There are dozens of similar petitions to release other perishable goods, including wine, fruit, and almonds from Malaga; oils, seeds, gums, brandy, and coffee from Livorno; and one instance of 3,520 baskets of raisins transported from Alicante. This was granted in most cases, but was problematic when cargo was also laden with enumerated goods (those identified as susceptible to infection). The Clapham Galley was given permission for its imports of silk, linen and hemp to be spared airing because they were the product of Italy and Sicily, places seemingly uninfected with the plague. The exception was a bale of Turkish silk brought from Symra, which with the carpets, cotton wool, and goats wool had to be opened and aired, ‘being all of the growth of Turkey’.
Some ships weren’t as fortunate. The most explosive case came with the Bristol Merchant and Turkey Merchant, which had loaded cargo from Cyprus at a time it was reportedly affected by plague. It was thought that the non-enumerated goods could not be separated from enumerated goods safely, and that the cotton cargo, in particular, posed such a high risk that three men on the Turkey Merchant had died from handling the material. Ultimately, a committee of Council ordered that the ships and their cargos must be destroyed. Holes were driven into the ships’ decks and flaming tar poured down them to burn the cargo and ship in its entirety.
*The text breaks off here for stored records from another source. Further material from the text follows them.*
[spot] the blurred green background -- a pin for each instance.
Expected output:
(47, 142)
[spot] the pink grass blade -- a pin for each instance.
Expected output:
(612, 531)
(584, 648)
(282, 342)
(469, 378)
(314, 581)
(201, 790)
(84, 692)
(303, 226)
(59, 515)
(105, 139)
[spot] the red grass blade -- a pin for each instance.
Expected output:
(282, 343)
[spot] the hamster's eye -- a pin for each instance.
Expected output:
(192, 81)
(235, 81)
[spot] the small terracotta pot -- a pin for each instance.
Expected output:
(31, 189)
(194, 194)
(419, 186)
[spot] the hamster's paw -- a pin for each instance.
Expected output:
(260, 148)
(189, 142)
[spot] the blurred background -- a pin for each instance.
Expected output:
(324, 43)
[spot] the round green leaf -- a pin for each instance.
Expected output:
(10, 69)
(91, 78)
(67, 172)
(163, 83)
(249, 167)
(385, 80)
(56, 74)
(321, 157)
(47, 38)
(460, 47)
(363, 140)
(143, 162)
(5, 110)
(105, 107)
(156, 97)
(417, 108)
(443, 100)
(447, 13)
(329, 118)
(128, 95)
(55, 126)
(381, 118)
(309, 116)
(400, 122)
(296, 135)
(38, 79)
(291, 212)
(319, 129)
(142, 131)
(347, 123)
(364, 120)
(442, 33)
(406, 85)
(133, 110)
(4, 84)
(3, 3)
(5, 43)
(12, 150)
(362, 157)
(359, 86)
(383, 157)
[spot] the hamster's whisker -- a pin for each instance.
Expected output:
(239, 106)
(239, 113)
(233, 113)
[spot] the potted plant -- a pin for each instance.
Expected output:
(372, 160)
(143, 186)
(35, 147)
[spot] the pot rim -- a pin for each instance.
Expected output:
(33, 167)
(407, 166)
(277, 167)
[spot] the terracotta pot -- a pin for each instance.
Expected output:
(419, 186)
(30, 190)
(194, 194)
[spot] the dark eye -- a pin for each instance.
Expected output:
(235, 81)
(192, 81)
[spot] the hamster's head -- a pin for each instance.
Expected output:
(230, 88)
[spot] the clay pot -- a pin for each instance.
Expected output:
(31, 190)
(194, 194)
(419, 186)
For the ship owners and merchants, the loss was considerable and, in order to prevent any discouragement to current and future traders, it was agreed that the ship owners would be paid compensation.
Public health measures were often a balancing act between protecting lives and livelihoods. Some argued that quarantine measures caused great financial damage to a ‘trading nation’ like Britain, though in the eyes of others, such as the physician Richard Mead, ‘no charges ought to be thought great, which are counterbalanced with the saving a nation from the greatest of calamities’.